Pero la pelea seguía en aquella maldita aldea. Sánchez no lograba contactar con el Teniente, ni con los Letones que andaban por allí a cuchillada limpia también con los rusos. Salvador contactó tras un par de escaramuzas con su Sargento.
-Mi Sargento…, un sin vivir…, tengo la mano molida…esta parrala no para…, salen de todas las esquinas, eso sí, cordericos… mi Sargento…cordericos…- Le dijo con aire cansado.
Sánchez lo miro con aire de orgullo, y le respondió con la mano en el hombro – Salvador…, ojalá salgas de esta… porque te estás ganando la cruz de hierro…y de esto se han de enterar los kameraden…cuenta con ello-
Salvador sonrió, miró a su Sargento como un chiquillo vergonzoso, y le replicó – Guárdense las cruces o las hoces, y deme usted cuando volvamos a Novgorod, del vino ese bueno que tiene en la bota- Y sin más, desapareció entre la niebla, dejándose llevar por la ventisca.
Tampoco volvió, Sánchez lo encontró acribillado en el muro de una isba, a su alrededor yacían 8 cadáveres. Tampoco tuvo mala mano Salvador al irse.
La lucha se volvió enfurecida, salvaje, cruel, desigual, pero la guerra es voluntad, y la voluntad y la fe la tenían los guripas, que aun a sabiendas de su certera muerte, no cedían ni un palmo de terreno ante las hordas que los copaban.

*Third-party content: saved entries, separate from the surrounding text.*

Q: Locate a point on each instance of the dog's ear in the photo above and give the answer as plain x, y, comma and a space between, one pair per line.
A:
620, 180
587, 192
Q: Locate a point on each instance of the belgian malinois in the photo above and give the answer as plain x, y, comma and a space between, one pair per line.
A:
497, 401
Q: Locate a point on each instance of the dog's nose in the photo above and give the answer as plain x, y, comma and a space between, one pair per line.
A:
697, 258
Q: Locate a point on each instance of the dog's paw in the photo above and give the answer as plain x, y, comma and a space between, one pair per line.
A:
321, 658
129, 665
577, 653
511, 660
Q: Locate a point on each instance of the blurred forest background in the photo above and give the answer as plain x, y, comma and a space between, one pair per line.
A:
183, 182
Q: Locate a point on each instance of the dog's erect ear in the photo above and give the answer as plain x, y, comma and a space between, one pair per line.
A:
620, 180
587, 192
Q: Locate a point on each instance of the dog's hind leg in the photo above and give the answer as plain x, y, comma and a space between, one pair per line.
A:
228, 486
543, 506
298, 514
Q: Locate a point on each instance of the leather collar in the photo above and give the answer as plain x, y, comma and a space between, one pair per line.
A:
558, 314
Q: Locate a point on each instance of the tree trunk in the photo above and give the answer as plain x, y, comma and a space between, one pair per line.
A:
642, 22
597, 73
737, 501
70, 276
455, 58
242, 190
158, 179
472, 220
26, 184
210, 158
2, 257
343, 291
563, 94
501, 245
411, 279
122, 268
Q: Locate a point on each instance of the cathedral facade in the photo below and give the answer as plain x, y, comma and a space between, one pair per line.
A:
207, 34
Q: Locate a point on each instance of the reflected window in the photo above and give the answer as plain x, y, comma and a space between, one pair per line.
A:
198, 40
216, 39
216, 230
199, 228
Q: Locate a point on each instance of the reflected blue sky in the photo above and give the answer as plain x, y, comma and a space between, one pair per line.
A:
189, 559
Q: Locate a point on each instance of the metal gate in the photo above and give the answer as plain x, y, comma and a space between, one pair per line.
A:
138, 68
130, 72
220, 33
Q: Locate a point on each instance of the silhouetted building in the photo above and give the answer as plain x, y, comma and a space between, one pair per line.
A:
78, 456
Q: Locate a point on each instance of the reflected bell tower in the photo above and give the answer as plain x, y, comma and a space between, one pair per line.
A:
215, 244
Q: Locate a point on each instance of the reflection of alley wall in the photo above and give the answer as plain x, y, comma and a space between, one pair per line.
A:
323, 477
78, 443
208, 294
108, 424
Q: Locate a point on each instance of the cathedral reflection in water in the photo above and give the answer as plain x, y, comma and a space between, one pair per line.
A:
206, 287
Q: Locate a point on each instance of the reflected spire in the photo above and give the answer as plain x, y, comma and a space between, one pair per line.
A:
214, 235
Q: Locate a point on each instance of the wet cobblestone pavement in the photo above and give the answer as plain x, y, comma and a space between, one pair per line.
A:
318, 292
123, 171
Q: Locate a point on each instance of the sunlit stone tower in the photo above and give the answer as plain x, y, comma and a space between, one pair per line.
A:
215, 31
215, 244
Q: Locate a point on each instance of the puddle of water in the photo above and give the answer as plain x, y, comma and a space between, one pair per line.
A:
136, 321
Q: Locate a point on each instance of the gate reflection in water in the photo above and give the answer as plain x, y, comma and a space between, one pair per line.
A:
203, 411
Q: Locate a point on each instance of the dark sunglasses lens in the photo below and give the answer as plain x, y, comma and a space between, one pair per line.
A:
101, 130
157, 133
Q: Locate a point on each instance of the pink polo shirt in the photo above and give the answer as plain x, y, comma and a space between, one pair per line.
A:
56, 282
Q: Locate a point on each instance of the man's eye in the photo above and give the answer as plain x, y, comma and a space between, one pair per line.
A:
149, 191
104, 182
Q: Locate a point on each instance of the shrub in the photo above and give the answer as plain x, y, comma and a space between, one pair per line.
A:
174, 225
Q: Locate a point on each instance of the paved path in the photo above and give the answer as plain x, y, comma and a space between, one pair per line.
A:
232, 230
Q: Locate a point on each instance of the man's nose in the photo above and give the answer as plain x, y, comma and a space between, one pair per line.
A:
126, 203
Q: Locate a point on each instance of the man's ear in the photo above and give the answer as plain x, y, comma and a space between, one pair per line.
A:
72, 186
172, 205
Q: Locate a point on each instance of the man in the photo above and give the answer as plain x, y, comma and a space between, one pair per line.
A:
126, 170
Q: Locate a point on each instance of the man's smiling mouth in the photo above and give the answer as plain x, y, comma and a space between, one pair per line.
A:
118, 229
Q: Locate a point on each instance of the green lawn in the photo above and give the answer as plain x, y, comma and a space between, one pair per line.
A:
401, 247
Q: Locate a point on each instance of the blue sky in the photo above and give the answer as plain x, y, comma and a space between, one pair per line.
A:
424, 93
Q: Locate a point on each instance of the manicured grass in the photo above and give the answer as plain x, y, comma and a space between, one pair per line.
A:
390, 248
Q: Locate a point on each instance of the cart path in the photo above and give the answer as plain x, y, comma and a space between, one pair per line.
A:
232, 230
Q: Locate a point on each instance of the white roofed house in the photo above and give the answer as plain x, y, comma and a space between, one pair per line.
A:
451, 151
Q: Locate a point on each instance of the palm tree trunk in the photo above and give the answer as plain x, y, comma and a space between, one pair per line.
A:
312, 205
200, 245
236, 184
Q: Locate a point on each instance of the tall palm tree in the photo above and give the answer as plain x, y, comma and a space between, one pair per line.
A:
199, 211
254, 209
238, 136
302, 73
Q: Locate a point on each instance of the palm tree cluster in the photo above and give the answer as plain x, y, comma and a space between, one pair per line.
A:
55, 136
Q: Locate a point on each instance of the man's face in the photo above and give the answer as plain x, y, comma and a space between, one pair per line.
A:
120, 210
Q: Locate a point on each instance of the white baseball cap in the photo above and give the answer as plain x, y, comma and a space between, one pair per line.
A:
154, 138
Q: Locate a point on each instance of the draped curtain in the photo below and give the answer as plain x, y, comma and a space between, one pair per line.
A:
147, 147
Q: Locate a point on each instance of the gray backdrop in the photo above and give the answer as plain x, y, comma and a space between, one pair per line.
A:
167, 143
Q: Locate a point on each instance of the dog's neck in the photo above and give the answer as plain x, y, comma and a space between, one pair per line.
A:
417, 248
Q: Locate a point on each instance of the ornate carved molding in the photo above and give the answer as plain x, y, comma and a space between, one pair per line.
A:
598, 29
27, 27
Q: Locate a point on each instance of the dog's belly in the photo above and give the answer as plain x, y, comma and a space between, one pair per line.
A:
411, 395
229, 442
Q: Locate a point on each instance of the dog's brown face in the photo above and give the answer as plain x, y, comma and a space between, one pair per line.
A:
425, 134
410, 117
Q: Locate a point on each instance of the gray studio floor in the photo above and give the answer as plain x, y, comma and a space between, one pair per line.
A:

La tarde fue larga, y el frío implacable. Pero el infierno blanco se fundía con las gotas de sangre ardiente que derramaban los guripas.
Cuando Sánchez pudo zafarse del ruso que le cayó encima, buscó con la vista, sus ojos buscaban ya bultos, meras presencias, buscaba el calor del miedo, pero ya no había nadie. Ya no había rusos, habían sido expulsados. Ya sólo quedaba él, un divisionario que cuchillo en mano, con una herida en el hombro, y un tajo feo en la pierna, fue encontrado por el Teniente Otero de Arce que no sin similares percances, pudo contactar con ese pelotón perdido que tanta falta hacía encontrar.
Y encontró al pelotón…lo encontró como mejor podía haberlo encontrado, cumpliendo con su deber, y dejando en el campo de batalla la huella de aquellos desarrapados guripas, que habían cruzado el infierno, que se habían dejado la vida, las manos, los pies, pero habían sujetado el alma con tantas fuerzas, que solo se les había escapado, cuando y como ellos decidieron.